Consider investing in funds which are investing in the overseas market. The appreciating dollar and the growth of the US economy would bring in double benefits to the Indian investor.

Avoid companies with high exposure to foreign currency debt or high dependence on imports for raw material. Companies which have debt in foreign currency but are earning in Indian Rupees will be in trouble the most. The debt servicing burden of such companies would increase, thereby, adversely impacting their profitability and the investor in turn. Also, avoid investing in companies which reply to imported raw materials like crude oil and pharmaceuticals.

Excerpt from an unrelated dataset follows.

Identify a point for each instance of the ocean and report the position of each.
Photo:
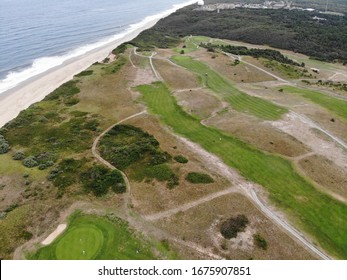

Temper down expectations of high returns from equities. This time calls on for patience and holding on to your investments and not expecting high returns

If your requirement for funds is likely to arise in the next 12-18 months, then move your investments to short-term debt funds or bank deposits.

Re-balance your portfolio to your required level of risk as per the plan.

Refrain from investing in a lump sum. Or don't put all your eggs in one basket as the cliché goes - spread your funds and hence your risk across different options.

Any correction should be viewed as an opportunity to invest.

Don't be fearful, hold on to a steady course.

Impact on Home Budgets

The falling home currency is a tough time for home budgets. It impacts the household budgets with no mercy. Higher diesel and petrol prices resulting from higher input costs for crude oil results in a negative domino effect on the average household in the form of increased costs all around. The direct effect is the increase in the cost of transportation of goods, which results in an increase in prices of day to day use of commodities. Prices and FMCG sector too shoot up as often raw materials are imported. In short-term, the effect may not be felt but if the rupee continues to fall, the costs will eventually be passed on to the customer and as a corollary, the home budgets need to be tightened.

A depreciating Rupee against the Dollar severely affects the cost of foreign education. The foreign vacation that you dreamed of taking just got that much more expensive. A falling Rupee is not likely to take you as far as you would like it to go. It is also a good idea to reconsider the purchase of any imported white goods or cars for some time to come. Re-evaluate any discretionary expenses.

The falling rupee calls for tightening of belts all round and riding the phase-out.